RITENUTO IN FATTO
1. Con sentenza del 16 dicembre 2022 la Corte di appello di Ancona ha confermato la pronuncia emessa dal Tribunale di Urbino il 20 ottobre 2020, con cui La.Ni. è stato condannato alla pena ritenuta di giustizia per il reato di cui all'art. 570 cod. pen., commesso ai danni dei figli.

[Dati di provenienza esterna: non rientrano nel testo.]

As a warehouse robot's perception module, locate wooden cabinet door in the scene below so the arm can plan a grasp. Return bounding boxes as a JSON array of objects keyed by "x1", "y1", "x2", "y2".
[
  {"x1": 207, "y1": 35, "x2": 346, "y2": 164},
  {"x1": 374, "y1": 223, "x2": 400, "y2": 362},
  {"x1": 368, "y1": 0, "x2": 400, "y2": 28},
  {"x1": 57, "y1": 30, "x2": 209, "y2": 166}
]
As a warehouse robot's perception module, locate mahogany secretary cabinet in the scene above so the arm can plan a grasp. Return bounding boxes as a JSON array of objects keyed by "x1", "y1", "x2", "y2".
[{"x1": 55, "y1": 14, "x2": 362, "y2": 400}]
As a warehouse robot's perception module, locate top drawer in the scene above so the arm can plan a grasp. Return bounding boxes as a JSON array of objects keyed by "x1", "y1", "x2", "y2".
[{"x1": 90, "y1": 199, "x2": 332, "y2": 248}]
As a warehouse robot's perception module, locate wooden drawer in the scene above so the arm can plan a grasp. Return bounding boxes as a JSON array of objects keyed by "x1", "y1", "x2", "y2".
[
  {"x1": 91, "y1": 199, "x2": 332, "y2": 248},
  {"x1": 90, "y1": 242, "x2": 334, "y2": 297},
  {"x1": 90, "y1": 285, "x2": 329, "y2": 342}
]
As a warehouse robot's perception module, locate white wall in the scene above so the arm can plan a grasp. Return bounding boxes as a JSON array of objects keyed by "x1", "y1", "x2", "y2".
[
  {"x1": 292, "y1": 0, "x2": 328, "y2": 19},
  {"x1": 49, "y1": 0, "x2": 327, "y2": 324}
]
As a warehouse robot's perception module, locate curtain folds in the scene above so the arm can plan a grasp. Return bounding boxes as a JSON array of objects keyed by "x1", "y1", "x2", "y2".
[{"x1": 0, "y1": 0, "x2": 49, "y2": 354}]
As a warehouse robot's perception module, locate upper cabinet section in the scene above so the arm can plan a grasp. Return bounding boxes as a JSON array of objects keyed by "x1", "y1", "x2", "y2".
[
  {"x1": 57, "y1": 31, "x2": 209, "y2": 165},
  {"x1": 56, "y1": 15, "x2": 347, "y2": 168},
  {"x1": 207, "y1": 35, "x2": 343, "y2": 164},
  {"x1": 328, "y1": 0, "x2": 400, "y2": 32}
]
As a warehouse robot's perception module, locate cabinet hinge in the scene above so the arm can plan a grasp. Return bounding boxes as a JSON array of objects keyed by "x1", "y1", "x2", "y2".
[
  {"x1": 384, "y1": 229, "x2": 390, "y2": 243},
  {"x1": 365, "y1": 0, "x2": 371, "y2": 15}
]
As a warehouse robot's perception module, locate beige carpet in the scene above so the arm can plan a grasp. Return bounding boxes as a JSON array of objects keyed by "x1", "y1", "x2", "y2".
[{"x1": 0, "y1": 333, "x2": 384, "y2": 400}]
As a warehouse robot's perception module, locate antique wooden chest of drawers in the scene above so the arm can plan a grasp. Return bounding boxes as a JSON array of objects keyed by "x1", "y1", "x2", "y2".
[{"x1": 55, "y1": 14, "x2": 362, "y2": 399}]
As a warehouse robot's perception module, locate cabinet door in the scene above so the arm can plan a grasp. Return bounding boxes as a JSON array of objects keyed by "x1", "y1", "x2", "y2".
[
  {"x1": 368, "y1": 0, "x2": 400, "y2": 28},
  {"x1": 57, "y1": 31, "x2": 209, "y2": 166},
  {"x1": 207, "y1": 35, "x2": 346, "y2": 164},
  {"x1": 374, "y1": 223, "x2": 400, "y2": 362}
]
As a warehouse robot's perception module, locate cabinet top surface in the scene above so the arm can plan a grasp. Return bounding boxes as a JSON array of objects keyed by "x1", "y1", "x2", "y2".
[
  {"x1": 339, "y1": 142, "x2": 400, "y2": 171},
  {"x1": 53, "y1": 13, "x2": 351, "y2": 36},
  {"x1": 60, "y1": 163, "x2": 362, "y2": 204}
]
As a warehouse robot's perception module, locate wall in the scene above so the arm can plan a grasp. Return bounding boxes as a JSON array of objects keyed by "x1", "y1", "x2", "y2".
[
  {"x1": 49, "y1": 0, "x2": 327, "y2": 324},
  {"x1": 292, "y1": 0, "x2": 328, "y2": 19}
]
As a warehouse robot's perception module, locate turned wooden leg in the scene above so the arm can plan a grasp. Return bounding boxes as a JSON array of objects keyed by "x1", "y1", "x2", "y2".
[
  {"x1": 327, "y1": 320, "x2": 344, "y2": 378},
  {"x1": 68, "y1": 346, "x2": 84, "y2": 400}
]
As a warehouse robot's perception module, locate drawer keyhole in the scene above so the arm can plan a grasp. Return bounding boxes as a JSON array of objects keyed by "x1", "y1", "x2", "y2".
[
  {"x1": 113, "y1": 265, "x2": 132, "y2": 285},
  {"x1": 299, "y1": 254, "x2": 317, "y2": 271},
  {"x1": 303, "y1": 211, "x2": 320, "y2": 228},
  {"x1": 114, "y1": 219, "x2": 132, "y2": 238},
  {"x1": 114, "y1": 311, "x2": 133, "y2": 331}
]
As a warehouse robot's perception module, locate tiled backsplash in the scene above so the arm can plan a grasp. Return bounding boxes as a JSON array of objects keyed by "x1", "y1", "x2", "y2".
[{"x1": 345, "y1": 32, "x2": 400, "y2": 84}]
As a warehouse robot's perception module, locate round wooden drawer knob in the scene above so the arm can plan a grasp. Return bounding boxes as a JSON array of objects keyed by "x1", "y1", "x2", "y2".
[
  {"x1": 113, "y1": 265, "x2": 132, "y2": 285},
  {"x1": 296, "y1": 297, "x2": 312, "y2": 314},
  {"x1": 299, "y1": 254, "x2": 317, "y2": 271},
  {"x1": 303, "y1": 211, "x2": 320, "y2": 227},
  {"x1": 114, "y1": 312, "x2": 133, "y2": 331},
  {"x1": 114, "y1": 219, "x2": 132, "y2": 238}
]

2. Avverso la sentenza di appello ha proposto ricorso per cassazione il difensore dell'imputato, che ha dedotto l'inosservanza o l'erronea applicazione della legge, per avere la Corte territoriale trascurato che l'imputato difettava di capacità economica e, quindi, versava in una persistente, oggettiva ed incolpevole indisponibilità di introiti; peraltro, non era sussistente l'elemento soggettivo del reato contestato.
CONSIDERATO IN DIRITTO
1. Il ricorso è inammissibile.
2. Il ricorrente ha reiterato censure già sollevate con l'atto di appello e adeguatamente disattese dalla Corte territoriale, che ha affermato che l'imputato aveva i mezzi economici necessari per adempiere agli obblighi inerenti alla propria qualità di genitore.

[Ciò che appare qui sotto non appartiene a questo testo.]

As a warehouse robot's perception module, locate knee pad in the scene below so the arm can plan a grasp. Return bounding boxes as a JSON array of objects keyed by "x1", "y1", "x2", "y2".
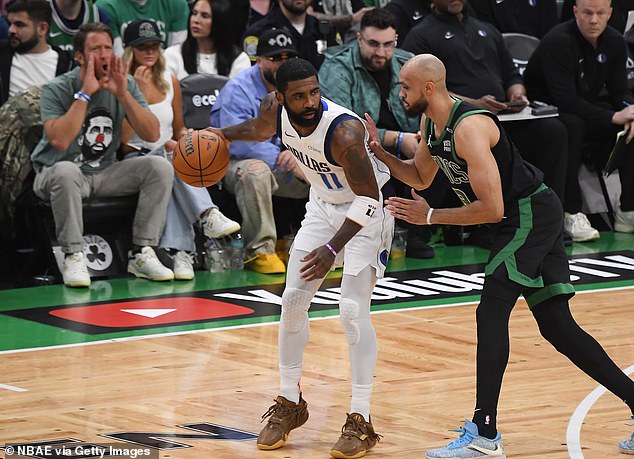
[
  {"x1": 280, "y1": 288, "x2": 313, "y2": 333},
  {"x1": 339, "y1": 298, "x2": 361, "y2": 346}
]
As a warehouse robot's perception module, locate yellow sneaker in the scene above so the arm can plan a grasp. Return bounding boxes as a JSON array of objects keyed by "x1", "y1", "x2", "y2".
[{"x1": 244, "y1": 253, "x2": 286, "y2": 274}]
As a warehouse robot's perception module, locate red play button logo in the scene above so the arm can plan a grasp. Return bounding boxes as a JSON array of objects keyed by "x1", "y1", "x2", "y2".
[{"x1": 49, "y1": 297, "x2": 254, "y2": 328}]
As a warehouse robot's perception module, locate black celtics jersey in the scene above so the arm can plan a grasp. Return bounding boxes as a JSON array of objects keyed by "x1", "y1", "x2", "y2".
[{"x1": 425, "y1": 100, "x2": 543, "y2": 211}]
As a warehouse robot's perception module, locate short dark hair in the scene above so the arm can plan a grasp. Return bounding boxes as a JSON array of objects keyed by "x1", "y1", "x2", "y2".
[
  {"x1": 360, "y1": 8, "x2": 397, "y2": 30},
  {"x1": 73, "y1": 22, "x2": 114, "y2": 54},
  {"x1": 275, "y1": 57, "x2": 317, "y2": 92},
  {"x1": 7, "y1": 0, "x2": 53, "y2": 25}
]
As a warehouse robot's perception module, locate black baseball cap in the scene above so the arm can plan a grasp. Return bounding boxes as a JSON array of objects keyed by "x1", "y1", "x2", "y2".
[
  {"x1": 255, "y1": 29, "x2": 297, "y2": 57},
  {"x1": 123, "y1": 19, "x2": 163, "y2": 48}
]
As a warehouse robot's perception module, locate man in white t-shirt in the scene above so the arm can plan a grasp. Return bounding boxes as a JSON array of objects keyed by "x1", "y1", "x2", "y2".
[{"x1": 0, "y1": 0, "x2": 72, "y2": 103}]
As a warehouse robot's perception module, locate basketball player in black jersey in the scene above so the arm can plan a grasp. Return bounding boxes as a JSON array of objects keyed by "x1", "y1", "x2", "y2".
[{"x1": 366, "y1": 54, "x2": 634, "y2": 458}]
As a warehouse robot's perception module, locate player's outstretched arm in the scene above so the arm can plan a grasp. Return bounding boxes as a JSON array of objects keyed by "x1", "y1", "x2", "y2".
[
  {"x1": 300, "y1": 119, "x2": 380, "y2": 281},
  {"x1": 207, "y1": 92, "x2": 278, "y2": 142},
  {"x1": 365, "y1": 113, "x2": 438, "y2": 190}
]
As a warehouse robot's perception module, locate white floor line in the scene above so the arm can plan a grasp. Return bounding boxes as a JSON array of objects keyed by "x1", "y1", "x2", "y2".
[
  {"x1": 566, "y1": 365, "x2": 634, "y2": 459},
  {"x1": 0, "y1": 384, "x2": 29, "y2": 392}
]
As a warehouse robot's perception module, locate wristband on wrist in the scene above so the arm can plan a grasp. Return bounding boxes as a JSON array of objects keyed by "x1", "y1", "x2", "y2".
[
  {"x1": 396, "y1": 131, "x2": 405, "y2": 158},
  {"x1": 324, "y1": 242, "x2": 337, "y2": 257},
  {"x1": 73, "y1": 91, "x2": 92, "y2": 102}
]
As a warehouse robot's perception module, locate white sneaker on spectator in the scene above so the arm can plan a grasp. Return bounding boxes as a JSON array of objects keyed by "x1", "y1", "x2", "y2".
[
  {"x1": 173, "y1": 250, "x2": 194, "y2": 280},
  {"x1": 128, "y1": 246, "x2": 174, "y2": 281},
  {"x1": 62, "y1": 252, "x2": 90, "y2": 287},
  {"x1": 564, "y1": 212, "x2": 600, "y2": 242},
  {"x1": 614, "y1": 209, "x2": 634, "y2": 233},
  {"x1": 201, "y1": 207, "x2": 240, "y2": 239}
]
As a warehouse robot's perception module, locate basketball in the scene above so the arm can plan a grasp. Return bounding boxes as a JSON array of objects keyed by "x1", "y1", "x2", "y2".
[{"x1": 173, "y1": 130, "x2": 229, "y2": 187}]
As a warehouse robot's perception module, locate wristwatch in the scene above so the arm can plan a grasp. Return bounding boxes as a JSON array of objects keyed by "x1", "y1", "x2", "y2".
[{"x1": 73, "y1": 91, "x2": 91, "y2": 103}]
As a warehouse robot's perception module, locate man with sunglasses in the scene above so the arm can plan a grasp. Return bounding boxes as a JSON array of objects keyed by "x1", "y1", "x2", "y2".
[
  {"x1": 319, "y1": 8, "x2": 434, "y2": 258},
  {"x1": 211, "y1": 29, "x2": 308, "y2": 274}
]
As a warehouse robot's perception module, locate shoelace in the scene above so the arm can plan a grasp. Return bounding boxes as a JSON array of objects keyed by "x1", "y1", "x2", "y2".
[
  {"x1": 260, "y1": 400, "x2": 293, "y2": 424},
  {"x1": 341, "y1": 415, "x2": 383, "y2": 441}
]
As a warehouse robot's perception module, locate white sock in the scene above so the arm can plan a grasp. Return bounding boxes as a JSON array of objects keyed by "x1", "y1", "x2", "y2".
[
  {"x1": 280, "y1": 368, "x2": 302, "y2": 403},
  {"x1": 350, "y1": 384, "x2": 372, "y2": 422}
]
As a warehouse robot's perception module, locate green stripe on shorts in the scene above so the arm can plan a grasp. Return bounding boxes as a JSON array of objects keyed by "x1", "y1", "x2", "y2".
[{"x1": 484, "y1": 183, "x2": 546, "y2": 288}]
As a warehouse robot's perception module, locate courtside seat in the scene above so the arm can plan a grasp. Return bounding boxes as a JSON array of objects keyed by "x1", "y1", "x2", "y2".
[{"x1": 502, "y1": 32, "x2": 539, "y2": 75}]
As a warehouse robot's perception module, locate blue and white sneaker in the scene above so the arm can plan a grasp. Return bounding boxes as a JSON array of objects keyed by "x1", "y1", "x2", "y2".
[
  {"x1": 427, "y1": 419, "x2": 506, "y2": 459},
  {"x1": 619, "y1": 416, "x2": 634, "y2": 454}
]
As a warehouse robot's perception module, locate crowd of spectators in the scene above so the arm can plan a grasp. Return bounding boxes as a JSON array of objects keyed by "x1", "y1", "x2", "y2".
[{"x1": 0, "y1": 0, "x2": 634, "y2": 285}]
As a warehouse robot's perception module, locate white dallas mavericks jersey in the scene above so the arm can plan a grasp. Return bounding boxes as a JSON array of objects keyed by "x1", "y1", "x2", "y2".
[{"x1": 277, "y1": 97, "x2": 390, "y2": 204}]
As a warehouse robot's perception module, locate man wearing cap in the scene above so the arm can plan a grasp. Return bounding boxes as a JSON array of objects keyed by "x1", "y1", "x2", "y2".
[
  {"x1": 242, "y1": 0, "x2": 339, "y2": 69},
  {"x1": 211, "y1": 29, "x2": 308, "y2": 274},
  {"x1": 31, "y1": 23, "x2": 174, "y2": 287}
]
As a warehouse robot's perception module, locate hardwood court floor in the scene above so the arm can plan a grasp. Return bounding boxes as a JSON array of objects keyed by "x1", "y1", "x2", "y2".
[{"x1": 0, "y1": 289, "x2": 634, "y2": 459}]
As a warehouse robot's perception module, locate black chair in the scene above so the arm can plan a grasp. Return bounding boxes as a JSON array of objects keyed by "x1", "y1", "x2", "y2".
[
  {"x1": 502, "y1": 32, "x2": 539, "y2": 75},
  {"x1": 180, "y1": 73, "x2": 229, "y2": 129}
]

La menzionata Corte, dopo avere ricordato che l'imputato aveva ricevuto la somma di euro 220.000,00 a titolo di risarcimento del danno tra il 2006 e il 2017, ha condiviso la valutazione del Giudice di primo grado, secondo cui l'imputato, vuoi per imprudenza, vuoi per precise scelte di vita, non solo non aveva preservato un capitale di non modesta entità ma non l'aveva nemmeno impiegato, nell'immediatezza della sua riscossione, in favore di tutti i suoi figli.

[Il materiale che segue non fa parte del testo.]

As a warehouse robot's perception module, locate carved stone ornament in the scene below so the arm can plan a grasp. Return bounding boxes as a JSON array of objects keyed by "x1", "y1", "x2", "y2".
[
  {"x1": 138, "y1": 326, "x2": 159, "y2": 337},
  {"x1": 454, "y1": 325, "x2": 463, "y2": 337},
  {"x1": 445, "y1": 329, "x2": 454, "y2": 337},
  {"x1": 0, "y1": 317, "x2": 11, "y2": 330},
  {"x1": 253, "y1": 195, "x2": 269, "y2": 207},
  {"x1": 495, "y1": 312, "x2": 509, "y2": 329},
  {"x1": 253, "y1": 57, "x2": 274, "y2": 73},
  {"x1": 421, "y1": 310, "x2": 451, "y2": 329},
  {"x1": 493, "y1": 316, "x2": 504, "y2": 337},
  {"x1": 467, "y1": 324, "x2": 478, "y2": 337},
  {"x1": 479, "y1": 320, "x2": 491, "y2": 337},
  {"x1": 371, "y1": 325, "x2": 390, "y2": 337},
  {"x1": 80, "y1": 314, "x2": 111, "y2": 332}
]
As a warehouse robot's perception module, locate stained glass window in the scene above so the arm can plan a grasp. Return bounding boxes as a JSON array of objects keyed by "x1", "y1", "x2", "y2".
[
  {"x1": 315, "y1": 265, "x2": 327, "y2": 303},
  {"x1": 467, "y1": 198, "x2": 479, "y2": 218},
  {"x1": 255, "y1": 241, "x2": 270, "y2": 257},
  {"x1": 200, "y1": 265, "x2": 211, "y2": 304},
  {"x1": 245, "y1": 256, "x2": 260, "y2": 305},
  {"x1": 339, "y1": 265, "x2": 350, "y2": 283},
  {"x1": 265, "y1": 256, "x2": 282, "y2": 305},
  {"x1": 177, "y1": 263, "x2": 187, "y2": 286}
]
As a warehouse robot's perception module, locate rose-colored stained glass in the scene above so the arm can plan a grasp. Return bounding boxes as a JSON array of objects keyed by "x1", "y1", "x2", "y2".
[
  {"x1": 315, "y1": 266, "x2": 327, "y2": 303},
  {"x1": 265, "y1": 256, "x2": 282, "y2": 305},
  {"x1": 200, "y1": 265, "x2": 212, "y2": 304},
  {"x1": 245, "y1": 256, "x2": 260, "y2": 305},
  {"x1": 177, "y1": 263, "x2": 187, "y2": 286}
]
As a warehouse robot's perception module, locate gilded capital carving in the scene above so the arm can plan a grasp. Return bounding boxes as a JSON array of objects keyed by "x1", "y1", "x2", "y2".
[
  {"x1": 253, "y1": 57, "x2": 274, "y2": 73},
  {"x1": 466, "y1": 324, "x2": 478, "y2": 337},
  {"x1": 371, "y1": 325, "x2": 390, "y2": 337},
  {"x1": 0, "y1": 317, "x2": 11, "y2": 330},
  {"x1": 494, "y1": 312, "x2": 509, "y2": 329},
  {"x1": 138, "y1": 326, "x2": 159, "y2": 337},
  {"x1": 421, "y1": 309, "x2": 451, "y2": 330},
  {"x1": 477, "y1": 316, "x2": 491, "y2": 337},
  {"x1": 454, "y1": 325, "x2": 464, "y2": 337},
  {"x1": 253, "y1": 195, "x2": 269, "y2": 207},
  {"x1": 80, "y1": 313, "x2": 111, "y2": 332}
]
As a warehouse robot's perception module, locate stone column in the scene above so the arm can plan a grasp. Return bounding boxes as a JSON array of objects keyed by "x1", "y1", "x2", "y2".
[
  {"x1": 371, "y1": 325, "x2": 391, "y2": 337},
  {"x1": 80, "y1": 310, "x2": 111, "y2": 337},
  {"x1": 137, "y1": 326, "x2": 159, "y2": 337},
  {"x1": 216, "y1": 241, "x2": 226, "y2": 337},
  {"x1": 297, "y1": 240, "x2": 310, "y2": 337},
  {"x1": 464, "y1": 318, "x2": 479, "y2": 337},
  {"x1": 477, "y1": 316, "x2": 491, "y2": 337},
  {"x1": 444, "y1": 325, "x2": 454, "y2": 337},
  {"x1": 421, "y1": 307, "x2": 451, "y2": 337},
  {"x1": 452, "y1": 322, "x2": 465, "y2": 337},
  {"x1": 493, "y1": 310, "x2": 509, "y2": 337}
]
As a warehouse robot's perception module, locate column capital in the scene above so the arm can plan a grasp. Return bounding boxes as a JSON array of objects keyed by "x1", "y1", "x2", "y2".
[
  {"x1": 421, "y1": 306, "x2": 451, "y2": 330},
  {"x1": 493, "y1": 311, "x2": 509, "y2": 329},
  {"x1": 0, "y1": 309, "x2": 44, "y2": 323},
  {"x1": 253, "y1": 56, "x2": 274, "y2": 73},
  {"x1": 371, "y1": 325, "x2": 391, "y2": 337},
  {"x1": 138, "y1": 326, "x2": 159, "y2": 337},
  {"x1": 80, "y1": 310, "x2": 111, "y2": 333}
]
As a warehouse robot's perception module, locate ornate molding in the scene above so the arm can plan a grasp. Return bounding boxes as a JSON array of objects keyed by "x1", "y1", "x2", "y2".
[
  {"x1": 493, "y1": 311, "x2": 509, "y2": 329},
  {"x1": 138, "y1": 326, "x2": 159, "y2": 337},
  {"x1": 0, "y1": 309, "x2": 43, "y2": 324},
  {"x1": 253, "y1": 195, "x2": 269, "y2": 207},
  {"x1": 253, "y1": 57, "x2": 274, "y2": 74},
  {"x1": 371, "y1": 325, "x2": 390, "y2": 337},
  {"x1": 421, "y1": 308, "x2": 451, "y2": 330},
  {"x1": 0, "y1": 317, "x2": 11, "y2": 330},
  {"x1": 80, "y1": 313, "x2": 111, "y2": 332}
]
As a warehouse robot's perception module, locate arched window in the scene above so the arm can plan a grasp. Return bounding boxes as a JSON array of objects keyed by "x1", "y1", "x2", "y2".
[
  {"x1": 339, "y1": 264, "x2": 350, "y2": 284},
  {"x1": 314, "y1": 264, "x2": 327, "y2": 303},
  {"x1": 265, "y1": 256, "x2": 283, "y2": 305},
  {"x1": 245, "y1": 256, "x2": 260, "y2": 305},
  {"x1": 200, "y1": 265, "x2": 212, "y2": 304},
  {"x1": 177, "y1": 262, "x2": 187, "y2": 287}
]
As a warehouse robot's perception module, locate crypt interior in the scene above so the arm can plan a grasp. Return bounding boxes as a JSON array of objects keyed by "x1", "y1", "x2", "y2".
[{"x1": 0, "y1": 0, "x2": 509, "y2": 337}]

Quanto al dolo, la Corte di appello ha rimarcato che "nella condotta dell'imputato erano riconoscibili il margine di scelta volontaria e la suitas della condotta (con conseguente esclusione della forza maggiore, che, invece, postula un fatto imponderabile, esulante del tutto dalla condotta dell'agente) nel momento in cui l'inadempimento, penalmente sanzionato, maturava inesorabilmente mese per mese, pur avendo l'imputato avuto a disposizione una somma di ben 220.000 euro".
3. Siffatte argomentazioni sfuggono a ogni rilievo censorio, essendo logiche e in linea con quanto già affermato da questa Corte (Sez. 6 n. 53173 del 22/05/2018, R., Rv. 274613 01; Sez. 6, n. 41697 del 15/09/2016, B., Rv. 268301 - 01), secondo cui, in tema di violazione degli obblighi di assistenza familiare, l'impossibilità di far fronte agli adempimenti, sanzionati dall'art. 570 cod. pen., deve essere assoluta e deve altresì integrare una situazione di persistente, oggettiva ed incolpevole indisponibilità di introiti.
Si è precisato che è onere dell'imputato allegare gli elementi dai quali possa desumersi la sua impossibilità di adempiere all'obbligazione, senza che valga a tal fine la dimostrazione di una mera flessione degli introiti economici o la generica allegazione di difficoltà.
4. Alla stregua dei principi richiamati deve rilevarsi che la pronuncia impugnata ha valutato in maniera puntuale e approfondita la sussistenza degli elementi integrativi del reato di cui all'art. 570 cod. pen. mentre l'imputato non ha neppure dedotto circostanze atte a comprovare che le difficoltà economiche fossero tali da non consentire l'adempimento dei propri obblighi di assistenza familiare.
5. In definitiva, il ricorso è inammissibile e ciò comporta, ai sensi dell'art. 616 cod. proc. pen., la condanna del ricorrente al pagamento delle spese processuali, nonché - non sussistendo ragioni di esonero (Corte cost., 13 giugno 2000 n. 186) - al versamento della sanzione pecuniaria, equitativamente determinata in euro 3.000,00, in favore della Cassa delle ammende.
P.Q.M.
dichiara inammissibile il ricorso e condanna il ricorrente al pagamento delle spese processuali e della somma di euro tremila in favore della Cassa delle ammende.
Così deciso in Roma, udienza del 29 settembre 2023.
Depositato in Cancelleria il 5 gennaio 2024.